How Catholic is the CTSA? Three views
Commonweal, March 27, 1998 by Avery Dulles, Mary Ann Donovan, Peter Steinfels
Much of the historical work presented by speakers is dismissed by Dulles's judgment: "These views were set forth with a certain display of historical erudition, as though doctrines could be invalidated by tagging them chronologically." He does not address the work seriously on its own terms and interprets the purpose of historical exposition as invalidating doctrines. One must then ask what is the theological significance of earlier practices, teachings, or beliefs? Critical history leads to the interpretation of doctrinal developments in a contextualized fashion. It is true that the vocabulary of "priesthood" began to be taken seriously in its application to Christian leadership in the third century. To affirm this is not to attack the priesthood. It is true that in his own day Thomas Aquinas and his teaching on transubstantiation were not given great weight. To affirm this is not to deny real presence. The first evidence currently available to link ordination and consecration in official church teaching is in 1215; in ending this section the speaker says "much more research is needed before any firm conclusions can be reached...." Here we have an area clearly identified as needing study. To adduce historical evidence for earlier stages of doctrinal development is not to attack doctrine.
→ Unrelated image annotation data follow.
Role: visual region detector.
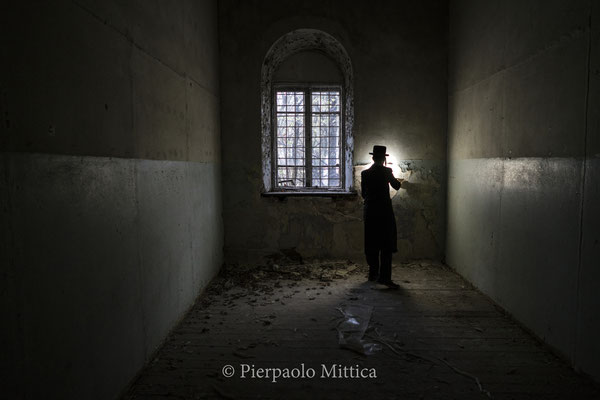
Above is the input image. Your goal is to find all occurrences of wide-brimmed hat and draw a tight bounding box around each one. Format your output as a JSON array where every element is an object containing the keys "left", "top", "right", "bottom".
[{"left": 369, "top": 145, "right": 389, "bottom": 156}]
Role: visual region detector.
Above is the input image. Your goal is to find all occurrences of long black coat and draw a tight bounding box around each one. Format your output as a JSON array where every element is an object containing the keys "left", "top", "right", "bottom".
[{"left": 360, "top": 164, "right": 400, "bottom": 253}]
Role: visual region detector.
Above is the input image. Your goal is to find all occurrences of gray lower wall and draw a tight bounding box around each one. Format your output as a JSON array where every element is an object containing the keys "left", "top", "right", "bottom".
[
  {"left": 0, "top": 0, "right": 223, "bottom": 399},
  {"left": 0, "top": 153, "right": 222, "bottom": 399},
  {"left": 446, "top": 0, "right": 600, "bottom": 380}
]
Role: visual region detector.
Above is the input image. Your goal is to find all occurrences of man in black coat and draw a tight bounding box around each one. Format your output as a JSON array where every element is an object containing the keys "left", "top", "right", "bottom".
[{"left": 360, "top": 145, "right": 402, "bottom": 289}]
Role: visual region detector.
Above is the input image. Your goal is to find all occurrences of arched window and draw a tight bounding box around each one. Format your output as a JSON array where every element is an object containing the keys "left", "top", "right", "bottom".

If Dulles holds this to be the case, he must establish it.
According to Dulles, the CTSA wishes to set itself up as a "kind of alternative magisterium." I can assure him that this is not its intention. The CTSA simply wishes to perform the service proper to members of the Catholic theological community. As the history of Vatican II shows, work of Catholic theologians which at first might seem to some to be incompatible with official doctrine, can, on further study, come to be seen as soundly based on the church's authentic tradition. The theology of the Eucharist is an area where sound scholarship, based on serious research, is reaching a consensus that post-tridentine Catholic doctrine is too narrowly focused on the words of consecration pronounced by the priest. A more authentic tradition emphasizes the entire eucharistic liturgy as celebrated by the whole gathered people of God. To present and explain this growing consensus, in scholarly papers presented at a theological convention, is the proper work of the Catholic theologian. It does not involve any claim to be an alternative magisterium.
If there are fault lines in U.S. Catholicism they are the fruit of a spirit of antagonism inappropriate to the community of disciples. Incorrect and misleading interpretations of the kind Dulles has given can only augment suspicions and divisions in the church. Why does disagreement among Catholics have to deteriorate into charges of heresy? We ought rather put into practice the "presupposition" with which Saint Ignatius began his Spiritual Exercises: "It should be presupposed that every good Christian ought to be more eager to put a good interpretation on a neighbor's statement than to condemn it."